A new study by researchers at Mass General Brigham has identified a treatment sequence that improves survival for patients with relapsed/refractory (R/R) mature T and natural killer (NK)-cell lymphomas (TNKL), a rare and aggressive blood cancer with no established treatment protocol.
R/R TNKLs are notoriously difficult to treat due to their biological heterogeneity, resistance to standard therapies, and lack of clearly effective treatment options. These lymphomas include subtypes such as angioimmunoblastic T-cell lymphoma and typically have poor prognoses. With no standard of care, clinicians are often left to choose between cytotoxic chemotherapy (CC), small molecule inhibitors (SMIs), or epigenetic modifiers (EMs) for second- and third-line therapies.
“Our robust study design, multiple stability analyses, and independent machine learning models using the PETAL global dataset, all pointed to the same conclusion: targeted therapies and epigenetic modifiers consistently showed benefit over chemotherapy for patients with relapsed/refractory T-cell/NK-cell lymphomas,” said lead author Mark Sorial, PharmD, BCOP, a researcher in the Mass General Cancer Center.
Published in the British Journal of Haematology, the new study used data from the international Peripheral T-cell Lymphoma (PETAL) Consortium to evaluate the survival impact of various sequential treatment regimens. Researchers conducted a retrospective, multiple intervention ‘target-trial’ including 540 patients who received second-line therapies and 290 who received third-line treatments. Each patient had first been treated with frontline cytotoxic chemotherapy.
The researchers compared 12 possible treatment paths involving CC, SMI, and EM as second- and third-line therapies. Results indicated that the sequence of a second-line SMI followed by a third-line EM offered the greatest survival benefit. This sequence was significantly more effective than repeated chemotherapy (CC–CC), with an adjusted hazard ratio (aHR) of 0.29 (95% CI: 0.11–0.74; p = 0.010).

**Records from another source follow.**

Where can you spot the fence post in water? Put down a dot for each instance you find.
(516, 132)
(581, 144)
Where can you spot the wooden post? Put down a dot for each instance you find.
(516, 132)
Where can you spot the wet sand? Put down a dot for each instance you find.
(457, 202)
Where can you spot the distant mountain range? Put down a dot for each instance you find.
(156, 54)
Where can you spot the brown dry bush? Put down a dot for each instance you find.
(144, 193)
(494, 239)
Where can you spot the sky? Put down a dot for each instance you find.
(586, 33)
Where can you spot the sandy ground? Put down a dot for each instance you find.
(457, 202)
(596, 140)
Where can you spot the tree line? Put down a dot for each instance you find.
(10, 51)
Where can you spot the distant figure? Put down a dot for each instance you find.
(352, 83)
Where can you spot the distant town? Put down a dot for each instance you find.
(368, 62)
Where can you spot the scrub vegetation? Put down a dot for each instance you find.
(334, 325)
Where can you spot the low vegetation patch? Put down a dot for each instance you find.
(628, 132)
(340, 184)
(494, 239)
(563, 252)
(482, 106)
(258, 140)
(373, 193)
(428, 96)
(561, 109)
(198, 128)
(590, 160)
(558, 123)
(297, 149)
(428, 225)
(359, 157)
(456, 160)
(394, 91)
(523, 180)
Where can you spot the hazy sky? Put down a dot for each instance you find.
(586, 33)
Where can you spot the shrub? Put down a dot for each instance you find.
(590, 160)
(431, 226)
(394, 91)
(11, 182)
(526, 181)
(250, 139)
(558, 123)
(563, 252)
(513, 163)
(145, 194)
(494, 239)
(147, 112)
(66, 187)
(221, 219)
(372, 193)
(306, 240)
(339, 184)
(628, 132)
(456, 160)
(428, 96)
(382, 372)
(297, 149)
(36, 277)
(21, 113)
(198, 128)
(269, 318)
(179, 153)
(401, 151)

“2L SMI then 3L EM improved OS (adjusted hazard ratio [aHR]: 0.29, 95% confidence interval [CI]: 0.11–0.74; p = 0.010) versus 2L–3L CC–CC, and consistently across most other sequential strategies,” the researchers wrote.

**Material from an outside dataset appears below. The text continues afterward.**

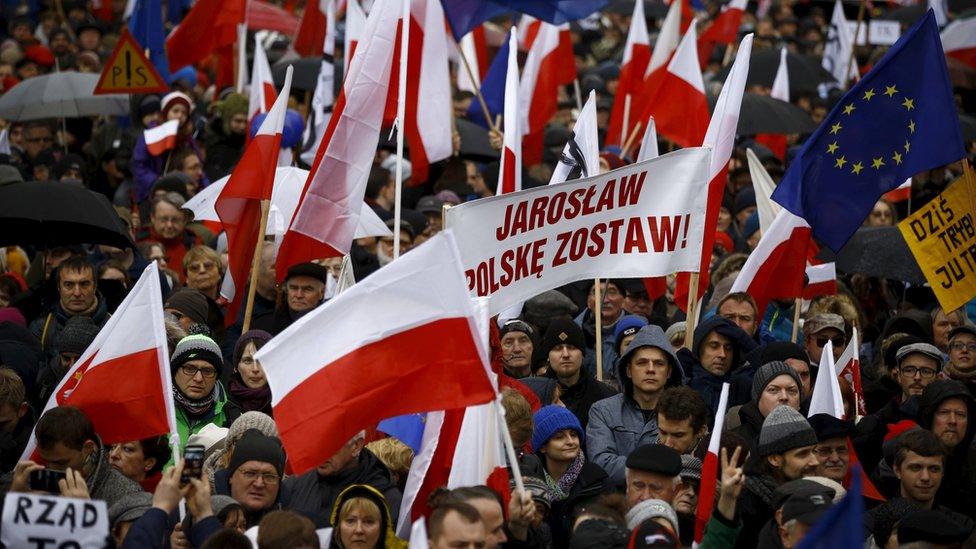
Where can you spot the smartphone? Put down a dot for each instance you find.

Treatment benefits were particularly pronounced in patients with angioimmunoblastic T-cell lymphoma, where second-line SMI yielded an aHR of 0.23 (95% CI: 0.10–0.4; p
“This research builds on earlier investigations that evaluated the individual effects of epigenetic and small molecule agents,” said senior author Salvia Jain, MD, a founding member of the PETAL Consortium. Previous studies had shown promise for drugs like duvelisib, a targeted signaling inhibitor, but had not established their optimal timing or sequencing in therapy.

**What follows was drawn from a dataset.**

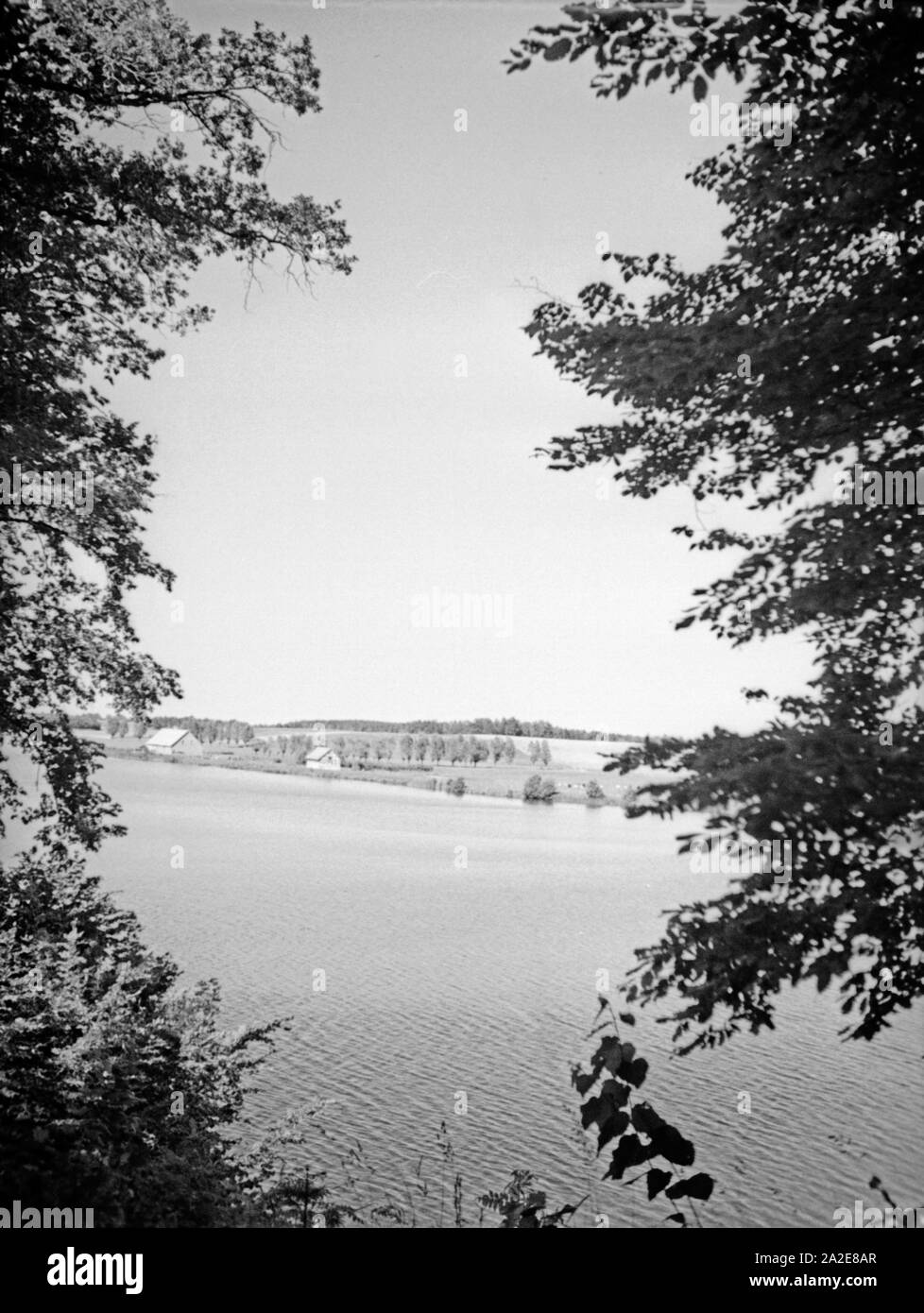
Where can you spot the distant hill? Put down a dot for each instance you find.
(481, 725)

“These results support the earlier use of these novel therapies, prioritize further research of these drug classes, and provide a framework for examining survival effects with sequential treatments in other cancers,” said Sorial. “They also highlight that targeted signaling inhibitors like duvelisib warrant ongoing clinical investigation in this patient population with limited treatment options.”
The study’s strengths include its large and globally diverse dataset, robust statistical methods, and clear findings across multiple analytical models. The researchers incorporated adjustments for age, disease subtype, primary refractory status, PIT score, response to second-line therapy, and transplant consolidation—factors known to influence outcomes in TNKL.
The limitations of the study include its retrospective design, which limited the ability to establish causality, and the sample sizes for some treatment sequences were relatively small. While the researchers acknowledged these limitations, they said that the consistency of findings across some models increases confidence in the observed associations.
Future work will involve prospective validation of these findings and clinical trials to assess the timing, safety, and efficacy of SMIs and EMs in specific TNKL subgroups. Researchers also aim to investigate the biological mechanisms that may explain the enhanced effectiveness of this treatment sequence.